There is a sense of what are the rules of politics among most Americans, often listed piecemeal and in reaction to perceived breaches of those rules. For example, depriving voters of the chance to vote through supposedly innocuous rule changes breaches those rules. Thus the attempts to divert attention from such changes when legislatures bring such rules to the fore.
The Democrats allege that many breaches of this sort have occurred since the days of Gingrich. Some have become the subject of lawsuits, such as gerrymandering cases (and one case sponsored by Republicans involving Maryland has accused Democrats of the same malfeasance), while others are the focus of intense legislative battles.

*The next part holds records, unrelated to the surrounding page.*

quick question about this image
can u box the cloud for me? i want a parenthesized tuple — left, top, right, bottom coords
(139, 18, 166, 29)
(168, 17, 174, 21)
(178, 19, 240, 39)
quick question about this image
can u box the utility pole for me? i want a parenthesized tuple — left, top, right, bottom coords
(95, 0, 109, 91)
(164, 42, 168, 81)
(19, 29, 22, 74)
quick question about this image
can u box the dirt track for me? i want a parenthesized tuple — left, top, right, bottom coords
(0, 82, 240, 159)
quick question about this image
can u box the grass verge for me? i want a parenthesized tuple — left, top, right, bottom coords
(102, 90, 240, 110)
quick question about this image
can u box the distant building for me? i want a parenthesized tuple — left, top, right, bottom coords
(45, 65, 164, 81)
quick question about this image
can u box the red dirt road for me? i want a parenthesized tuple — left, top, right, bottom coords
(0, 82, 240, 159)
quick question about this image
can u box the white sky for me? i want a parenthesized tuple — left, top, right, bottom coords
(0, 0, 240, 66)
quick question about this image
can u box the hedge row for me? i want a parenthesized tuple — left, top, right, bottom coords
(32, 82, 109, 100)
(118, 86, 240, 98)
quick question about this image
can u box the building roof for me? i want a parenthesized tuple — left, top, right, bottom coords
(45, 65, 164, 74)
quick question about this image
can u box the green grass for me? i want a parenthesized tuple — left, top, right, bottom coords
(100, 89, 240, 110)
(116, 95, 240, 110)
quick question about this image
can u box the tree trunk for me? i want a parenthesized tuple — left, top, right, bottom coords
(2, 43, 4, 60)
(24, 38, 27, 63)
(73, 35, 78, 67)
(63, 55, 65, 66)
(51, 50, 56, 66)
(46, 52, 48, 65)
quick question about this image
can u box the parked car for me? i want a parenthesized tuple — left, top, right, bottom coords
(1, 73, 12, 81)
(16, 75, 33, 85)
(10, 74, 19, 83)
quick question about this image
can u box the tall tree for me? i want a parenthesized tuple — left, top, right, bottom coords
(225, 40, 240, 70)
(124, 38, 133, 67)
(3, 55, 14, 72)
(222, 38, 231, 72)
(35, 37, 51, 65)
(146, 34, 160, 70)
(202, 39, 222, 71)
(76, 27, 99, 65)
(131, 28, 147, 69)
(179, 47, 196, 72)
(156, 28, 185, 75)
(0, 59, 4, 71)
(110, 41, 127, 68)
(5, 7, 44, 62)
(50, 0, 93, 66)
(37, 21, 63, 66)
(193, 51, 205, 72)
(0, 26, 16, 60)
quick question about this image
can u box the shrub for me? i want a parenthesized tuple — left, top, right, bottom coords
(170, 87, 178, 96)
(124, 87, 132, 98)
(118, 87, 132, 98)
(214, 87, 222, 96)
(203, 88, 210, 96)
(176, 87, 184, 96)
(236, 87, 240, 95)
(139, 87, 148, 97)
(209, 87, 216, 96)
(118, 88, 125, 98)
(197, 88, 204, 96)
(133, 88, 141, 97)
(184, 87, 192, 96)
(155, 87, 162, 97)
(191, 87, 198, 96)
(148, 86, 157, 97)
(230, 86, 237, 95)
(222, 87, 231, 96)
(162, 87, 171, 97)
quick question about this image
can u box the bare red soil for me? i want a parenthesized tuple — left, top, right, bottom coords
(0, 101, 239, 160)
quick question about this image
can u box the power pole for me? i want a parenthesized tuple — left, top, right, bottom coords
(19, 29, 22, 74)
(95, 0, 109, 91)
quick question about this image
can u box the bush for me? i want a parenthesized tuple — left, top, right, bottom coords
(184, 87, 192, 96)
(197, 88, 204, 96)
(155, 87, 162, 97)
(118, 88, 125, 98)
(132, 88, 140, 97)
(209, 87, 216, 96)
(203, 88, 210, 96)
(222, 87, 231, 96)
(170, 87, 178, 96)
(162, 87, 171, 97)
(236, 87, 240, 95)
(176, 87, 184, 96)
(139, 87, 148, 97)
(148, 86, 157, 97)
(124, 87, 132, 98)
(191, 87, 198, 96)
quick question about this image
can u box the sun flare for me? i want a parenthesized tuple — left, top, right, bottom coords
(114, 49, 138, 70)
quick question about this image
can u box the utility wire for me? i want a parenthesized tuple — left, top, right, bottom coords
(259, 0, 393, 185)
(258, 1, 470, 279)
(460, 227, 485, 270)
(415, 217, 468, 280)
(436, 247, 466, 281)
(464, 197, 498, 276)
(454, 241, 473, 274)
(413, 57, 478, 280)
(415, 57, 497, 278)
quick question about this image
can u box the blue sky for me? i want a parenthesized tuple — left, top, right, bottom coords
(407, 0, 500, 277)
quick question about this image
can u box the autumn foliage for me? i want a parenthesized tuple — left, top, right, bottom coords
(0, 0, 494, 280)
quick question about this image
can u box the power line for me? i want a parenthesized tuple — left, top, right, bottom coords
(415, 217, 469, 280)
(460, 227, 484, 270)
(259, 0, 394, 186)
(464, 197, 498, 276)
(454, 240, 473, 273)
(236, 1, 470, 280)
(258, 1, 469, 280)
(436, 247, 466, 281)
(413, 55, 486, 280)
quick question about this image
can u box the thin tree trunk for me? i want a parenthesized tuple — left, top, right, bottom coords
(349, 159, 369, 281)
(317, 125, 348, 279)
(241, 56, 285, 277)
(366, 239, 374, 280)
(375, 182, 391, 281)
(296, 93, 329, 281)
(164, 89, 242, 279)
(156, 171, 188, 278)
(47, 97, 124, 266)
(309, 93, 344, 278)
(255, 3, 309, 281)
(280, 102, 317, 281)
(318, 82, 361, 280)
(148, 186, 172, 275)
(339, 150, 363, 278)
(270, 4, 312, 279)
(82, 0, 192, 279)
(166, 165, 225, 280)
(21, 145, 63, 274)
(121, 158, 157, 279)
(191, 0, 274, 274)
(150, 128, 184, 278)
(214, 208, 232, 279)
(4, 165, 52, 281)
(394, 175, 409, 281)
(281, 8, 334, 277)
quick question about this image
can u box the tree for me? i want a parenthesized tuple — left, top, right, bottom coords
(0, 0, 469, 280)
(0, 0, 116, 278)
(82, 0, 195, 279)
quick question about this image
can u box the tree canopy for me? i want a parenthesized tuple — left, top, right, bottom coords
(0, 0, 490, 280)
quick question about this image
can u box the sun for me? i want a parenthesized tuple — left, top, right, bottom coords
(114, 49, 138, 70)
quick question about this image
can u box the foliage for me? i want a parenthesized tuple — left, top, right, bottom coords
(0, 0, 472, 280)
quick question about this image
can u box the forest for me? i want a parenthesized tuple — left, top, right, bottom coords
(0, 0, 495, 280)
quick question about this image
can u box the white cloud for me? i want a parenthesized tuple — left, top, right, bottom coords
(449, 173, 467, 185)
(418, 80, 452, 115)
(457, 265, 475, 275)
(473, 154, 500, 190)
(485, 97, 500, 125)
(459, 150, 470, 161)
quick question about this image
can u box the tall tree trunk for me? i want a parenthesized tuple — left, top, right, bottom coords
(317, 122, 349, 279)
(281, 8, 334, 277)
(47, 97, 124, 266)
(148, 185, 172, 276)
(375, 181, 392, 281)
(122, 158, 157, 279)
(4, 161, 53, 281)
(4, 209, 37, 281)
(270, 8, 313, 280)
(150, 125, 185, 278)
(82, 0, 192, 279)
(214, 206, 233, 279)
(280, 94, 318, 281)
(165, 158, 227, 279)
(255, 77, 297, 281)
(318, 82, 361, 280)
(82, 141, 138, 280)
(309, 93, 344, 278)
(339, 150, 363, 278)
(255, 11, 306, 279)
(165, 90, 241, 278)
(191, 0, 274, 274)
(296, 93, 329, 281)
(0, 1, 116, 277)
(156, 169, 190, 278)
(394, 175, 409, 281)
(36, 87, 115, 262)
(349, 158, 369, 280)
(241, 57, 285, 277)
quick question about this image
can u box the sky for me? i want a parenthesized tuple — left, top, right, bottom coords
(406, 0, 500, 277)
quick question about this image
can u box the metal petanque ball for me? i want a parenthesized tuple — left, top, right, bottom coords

But the real point here is that those Republicans who’ve retained a sense of ethics, of morality, when it comes to politics, have been leaving the Republican Party over the years in reaction to these tactics, when they’re not being forcibly ejected via the RINO mechanism. In point of fact, the Republican Party has been approaching a pure form of what is best described as corruption. The missive from Professor Richardson reads like a condemnation sheet: Gaetz endangered by the confessions of Greenberg; hints from Cheney that McCarthy may have things to hide; a random claim from the mendacious Trump that a Maricopa elections database has been deleted, immediately refuted by Republicans in Maricopa; McConnell reprising the lessons of Gingrich, putting Party before Country; and then there’s the national embarrassment of Rep Greene, Rep Clyde, dah di dah di dah.
The beat goes on, and it’s all bad.
With Cheney removed from the House leadership, the last of the Republicans with a shred of ethics may be gone, and so now we can wait to see if the Republican Party explodes from sheer built-up bile and mendacity as they raise their hands once more to grasp the levers of power, or if they actually manage to achieve their goal and inflict upon America a veritable tidal wave of frenzied ideological & theological office holders, who’ll prove their unsuitability for office through incompetence, mendacity, criminality, and ephemerality (think: half-term Governor Sarah Palin (R-AK)).
It’ll be like those 100 year floods meteorologists like to use as adjectives.
That’s how Professor Richardson, in conjunction with 25+ years of watching politics, leaves me feeling today. The Republicans have only their ideological & theological positions to offer, and they are repugnant. They offer no reason for me to trust them, to think they are competent, to consider them worthy of elective office.
This is a dangerous situation for a big country like the United States.